Limits, p.14
Limits, page 14
He turned the howler and continued uphill.
At the crest of the ridge a fux waited for him, the pinkish-white suns behind her. She was a black silhouette, four thin legs and two thin arms, a pointed face and a narrow torso bent in an L: a lean, mean centaur-shape.
As he topped the ridge and let the howler settle on its air cushion, the fux backed away several meters. Bronze Legs wondered why, then guessed the answer. It wasn’t the smell of him. Fuxes liked that. She was putting the ridge between herself and the white glare from Touchdown City’s farming lamps. She said, “I am Long Nose.”
“Bronze Legs. I meet you on purpose.”
“I meet you on purpose. How goes your foray to heatward?”
“We start tomorrow at dawn.”
“You postponed it once before.” She was accusing him. The fuxes were compulsive about punctuality; an odd trait in a Bronze Age culture. Like certain traits in humans, it probably tied into their sex lives. Timing could be terribly important when a fux was giving birth.
“The ship from the stars came,” he said. “We waited. We want to take one of the star people along, and the delay lets us recheck the vehicles.”
Long Nose was black with dull dark-red markings. She bore a longbow over one shoulder and a quiver and shovel slung over her lower back. Her snout was sharply pointed, but not abnormally so, for a fux. She might be named for keen curiosity or a keen sense of smell. She said, “I learn that your purpose is more than exploration, but not even the post-males can tell what it is.”
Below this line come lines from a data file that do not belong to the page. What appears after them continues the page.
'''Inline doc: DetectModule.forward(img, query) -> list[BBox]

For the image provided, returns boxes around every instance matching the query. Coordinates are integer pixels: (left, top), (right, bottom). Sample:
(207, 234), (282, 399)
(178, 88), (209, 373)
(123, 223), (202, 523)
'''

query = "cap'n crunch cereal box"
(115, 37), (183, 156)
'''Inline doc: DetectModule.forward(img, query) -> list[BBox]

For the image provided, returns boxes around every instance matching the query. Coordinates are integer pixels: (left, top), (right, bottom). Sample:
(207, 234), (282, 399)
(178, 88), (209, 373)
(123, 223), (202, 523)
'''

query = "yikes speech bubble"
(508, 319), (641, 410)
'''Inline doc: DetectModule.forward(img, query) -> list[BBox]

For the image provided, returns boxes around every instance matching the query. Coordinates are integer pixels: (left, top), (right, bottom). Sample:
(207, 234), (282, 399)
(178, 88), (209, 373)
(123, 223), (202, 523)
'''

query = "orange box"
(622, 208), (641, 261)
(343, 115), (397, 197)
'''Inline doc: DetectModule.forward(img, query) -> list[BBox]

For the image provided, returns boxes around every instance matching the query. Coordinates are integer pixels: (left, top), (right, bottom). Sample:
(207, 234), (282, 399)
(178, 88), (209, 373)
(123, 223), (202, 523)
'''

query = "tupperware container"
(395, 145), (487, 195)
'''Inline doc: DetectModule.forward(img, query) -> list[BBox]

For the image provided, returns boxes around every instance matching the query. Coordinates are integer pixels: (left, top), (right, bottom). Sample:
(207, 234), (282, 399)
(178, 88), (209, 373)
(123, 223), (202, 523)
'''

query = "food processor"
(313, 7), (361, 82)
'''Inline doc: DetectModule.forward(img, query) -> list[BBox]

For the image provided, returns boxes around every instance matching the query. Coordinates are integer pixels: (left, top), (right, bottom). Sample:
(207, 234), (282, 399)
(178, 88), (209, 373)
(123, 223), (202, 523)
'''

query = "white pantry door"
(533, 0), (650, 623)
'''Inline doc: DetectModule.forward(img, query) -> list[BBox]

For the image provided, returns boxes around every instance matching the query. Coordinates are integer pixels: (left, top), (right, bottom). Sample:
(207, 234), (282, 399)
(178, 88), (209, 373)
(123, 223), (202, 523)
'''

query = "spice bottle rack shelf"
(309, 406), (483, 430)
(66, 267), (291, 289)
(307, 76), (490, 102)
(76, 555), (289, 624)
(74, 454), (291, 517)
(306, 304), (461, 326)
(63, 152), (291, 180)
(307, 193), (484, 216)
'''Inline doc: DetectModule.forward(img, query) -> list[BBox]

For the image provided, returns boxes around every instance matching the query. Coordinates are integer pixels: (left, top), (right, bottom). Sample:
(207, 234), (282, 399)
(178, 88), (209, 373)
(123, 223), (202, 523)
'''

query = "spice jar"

“Power,” said Bronze Legs. The harnessed lightning that makes our machines go comes as light from Argo. In the Hot End the clouds will never hide Argo from our sight. Our lightning makers can run without rest.”
“Go north instead,” said Long Nose. “You will find it safer and cooler too. Storms run constantly in the north; I have been there. Free lightning for your use.”
If she’d been talking to Lightning Harness she would have suffered through an hour’s lecture. How the heat exchangers ran on the flood of infrared light from Argo, focussed by mirrors. How Argo stayed always in the same place in Medea’s sky, so that mirrors could be mounted on a hillside facing to heatward, and never moved again. But the colony was growing, and Medea’s constant storms constantly blocked the mirrors…Bronze Legs only grinned at her. “Why don’t we just do it our way? Who-all is coming?”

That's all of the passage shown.